# Cython vs Pure Python Time Comparison:
This notebook is designed to test the two versions of ThermoPyle as the currently stand (2017-05-12). We want to know if Cython makes a difference in computation time compared to pure Python. To do this, we will use statistical methods at the $N=35$ level.

In [1]:
import pandas as pd
import matplotlib.pyplot as plt, mpld3
import ThermoPyleCYTHON as TPX
import ThermoPyleRAW as TP
import numpy as np
import itertools as it
%matplotlib notebook
mpld3.enable_notebook()
#print(plt.style.available)
plt.style.use(["seaborn-talk","seaborn-notebook","seaborn-paper"])
from timeit import default_timer as timer
doc = lambda obj: print(obj.__doc__)

In [2]:
def test_ThermoFluid(Water: TP.ThermoFluid) -> None:
    Water.add_column(["S", "D"])
    #Water.data["V"] = pd.Series(Water.M / Water.data["D"], index=Water.data.index)
    Water.refresh()
    d_vars = set(Water.vars)
    newCols = {f"d({z})/d({y})|{x}" for x,y,z in it.permutations(d_vars, 3)}.union(d_vars).difference(set(Water.vars))
    #print(f"Number of newCls: {len(newCols)}")
    for col in newCols:
        try:    
            Water.add_column(col)
        except:
            pass
    Water.refresh()

def TP_test(accum):
    start = timer()
    WaterTP = TP.ThermoFluid(fluid="Water", xvar="T", yvar="P", zvar="U", numPoints=[217,217])
    test_ThermoFluid(WaterTP)
    end = timer()
    accum.append(end - start)
    del(WaterTP)
    
def TPX_test(accum):
    start = timer()
    WaterTPX = TPX.ThermoFluid(fluid="Water", xvar="T", yvar="P", zvar="U", numPoints=[217,217])
    test_ThermoFluid(WaterTPX)
    end = timer()
    accum.append(end - start)
    del(WaterTPX)

In [3]:
TPX_times = []
TP_times = []
for i in range(35):
    TPX_test(TPX_times)
    TP_test(TP_times)

In [51]:
import numpy as np
import scipy.stats as stats
import statsmodels.stats.api as sms
import statsmodels.api as sm

#Test Setup
alternative="two-sided"

#Models:
tp = np.array(TP_times)
tpx = np.array(TPX_times)
w, equal_var_p = stats.levene(tp, tpx)
equal_var = bool(equal_var_p <= 0.05)
t, p_value = stats.ttest_ind(TP_times, TPX_times, equal_var=equal_var)
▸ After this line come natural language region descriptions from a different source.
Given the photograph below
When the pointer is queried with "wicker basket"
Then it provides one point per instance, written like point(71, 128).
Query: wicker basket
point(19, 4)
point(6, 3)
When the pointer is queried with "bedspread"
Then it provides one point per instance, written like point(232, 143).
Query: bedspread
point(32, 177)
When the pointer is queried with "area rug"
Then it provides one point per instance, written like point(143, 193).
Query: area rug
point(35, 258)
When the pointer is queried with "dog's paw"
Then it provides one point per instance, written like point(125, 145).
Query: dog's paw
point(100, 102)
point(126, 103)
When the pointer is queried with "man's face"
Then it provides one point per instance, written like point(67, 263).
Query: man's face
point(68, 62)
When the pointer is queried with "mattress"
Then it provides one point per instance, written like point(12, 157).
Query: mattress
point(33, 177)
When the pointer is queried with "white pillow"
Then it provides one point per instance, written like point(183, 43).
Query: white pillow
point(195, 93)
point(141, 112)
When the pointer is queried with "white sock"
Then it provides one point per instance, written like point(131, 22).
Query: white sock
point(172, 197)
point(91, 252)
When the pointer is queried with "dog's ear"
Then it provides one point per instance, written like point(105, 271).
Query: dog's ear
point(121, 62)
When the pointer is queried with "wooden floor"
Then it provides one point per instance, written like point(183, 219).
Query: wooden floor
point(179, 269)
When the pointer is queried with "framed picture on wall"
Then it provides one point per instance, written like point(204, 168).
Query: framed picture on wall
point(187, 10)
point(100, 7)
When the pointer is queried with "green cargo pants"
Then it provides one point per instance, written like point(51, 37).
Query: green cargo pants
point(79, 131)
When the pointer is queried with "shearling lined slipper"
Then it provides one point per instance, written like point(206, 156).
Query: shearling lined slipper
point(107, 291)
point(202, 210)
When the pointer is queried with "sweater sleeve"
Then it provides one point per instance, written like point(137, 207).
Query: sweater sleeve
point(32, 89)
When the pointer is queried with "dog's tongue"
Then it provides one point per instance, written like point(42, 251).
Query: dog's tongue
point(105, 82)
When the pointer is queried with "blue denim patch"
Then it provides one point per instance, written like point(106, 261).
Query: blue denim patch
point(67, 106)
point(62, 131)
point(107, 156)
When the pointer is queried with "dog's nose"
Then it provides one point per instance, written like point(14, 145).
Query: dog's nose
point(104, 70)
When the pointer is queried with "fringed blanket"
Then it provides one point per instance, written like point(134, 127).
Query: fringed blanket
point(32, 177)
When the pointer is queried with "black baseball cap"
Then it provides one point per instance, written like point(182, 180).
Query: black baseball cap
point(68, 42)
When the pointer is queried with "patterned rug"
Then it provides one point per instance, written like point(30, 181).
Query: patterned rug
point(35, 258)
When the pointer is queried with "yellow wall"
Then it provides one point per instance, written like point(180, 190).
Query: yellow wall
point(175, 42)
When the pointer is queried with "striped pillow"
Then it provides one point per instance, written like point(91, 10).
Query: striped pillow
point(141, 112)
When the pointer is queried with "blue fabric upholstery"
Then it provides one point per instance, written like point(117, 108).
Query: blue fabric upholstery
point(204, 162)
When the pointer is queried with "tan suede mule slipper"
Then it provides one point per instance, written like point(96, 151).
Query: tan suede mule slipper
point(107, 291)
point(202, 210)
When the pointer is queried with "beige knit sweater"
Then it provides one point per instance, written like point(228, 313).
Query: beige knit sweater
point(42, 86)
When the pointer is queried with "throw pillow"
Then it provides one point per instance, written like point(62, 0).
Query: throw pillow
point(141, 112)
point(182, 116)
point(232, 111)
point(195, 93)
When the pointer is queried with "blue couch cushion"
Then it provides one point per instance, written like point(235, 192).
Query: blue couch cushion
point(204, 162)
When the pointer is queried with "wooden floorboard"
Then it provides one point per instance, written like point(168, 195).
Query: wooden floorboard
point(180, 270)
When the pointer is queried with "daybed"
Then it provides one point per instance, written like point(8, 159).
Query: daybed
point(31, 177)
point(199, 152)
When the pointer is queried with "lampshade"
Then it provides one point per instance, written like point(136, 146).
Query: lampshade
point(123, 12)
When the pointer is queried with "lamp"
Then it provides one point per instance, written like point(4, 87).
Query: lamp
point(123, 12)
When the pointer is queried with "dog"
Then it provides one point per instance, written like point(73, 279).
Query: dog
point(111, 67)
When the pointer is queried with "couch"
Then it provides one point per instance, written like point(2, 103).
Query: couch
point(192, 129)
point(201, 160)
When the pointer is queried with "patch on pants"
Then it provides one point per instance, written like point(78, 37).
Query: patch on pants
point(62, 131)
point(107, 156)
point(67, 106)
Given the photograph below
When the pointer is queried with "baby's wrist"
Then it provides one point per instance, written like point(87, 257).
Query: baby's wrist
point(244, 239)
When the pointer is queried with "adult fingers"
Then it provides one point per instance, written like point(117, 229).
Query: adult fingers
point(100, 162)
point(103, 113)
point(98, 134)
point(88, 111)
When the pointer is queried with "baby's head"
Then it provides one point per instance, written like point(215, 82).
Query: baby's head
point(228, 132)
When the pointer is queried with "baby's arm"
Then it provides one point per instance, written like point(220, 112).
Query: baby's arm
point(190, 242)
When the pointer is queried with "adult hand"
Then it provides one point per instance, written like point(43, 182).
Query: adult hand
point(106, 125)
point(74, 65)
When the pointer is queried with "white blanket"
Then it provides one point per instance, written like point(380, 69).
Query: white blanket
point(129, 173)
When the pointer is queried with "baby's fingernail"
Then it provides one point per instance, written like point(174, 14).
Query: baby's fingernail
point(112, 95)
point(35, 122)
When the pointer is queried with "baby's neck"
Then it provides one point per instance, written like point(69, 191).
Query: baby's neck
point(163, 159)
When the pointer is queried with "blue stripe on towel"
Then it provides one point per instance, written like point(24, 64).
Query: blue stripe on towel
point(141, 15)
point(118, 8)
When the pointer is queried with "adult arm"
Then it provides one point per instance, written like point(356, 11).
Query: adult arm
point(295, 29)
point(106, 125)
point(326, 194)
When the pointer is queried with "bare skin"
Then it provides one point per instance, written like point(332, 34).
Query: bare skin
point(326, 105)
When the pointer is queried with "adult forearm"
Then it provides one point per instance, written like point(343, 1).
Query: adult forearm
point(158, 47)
usevar = 'pooled' if equal_var else 'unequal'

tp_stats = sms.DescrStatsW(tp)
tpx_stats = sms.DescrStatsW(tpx)

cm = sms.CompareMeans(tp_stats, tpx_stats)
# alpha=0.05, use_t=True, value=0.0
l, u = cm.tconfint_diff(alpha=0.05, usevar=usevar, alternative=alternative)

U = max(map(abs, [l,u]))
L = min(map(abs, [l,u]))

#sms_summary = cm.summary(alpha=0.05, use_t=True, value=0.0, usevar=usevar)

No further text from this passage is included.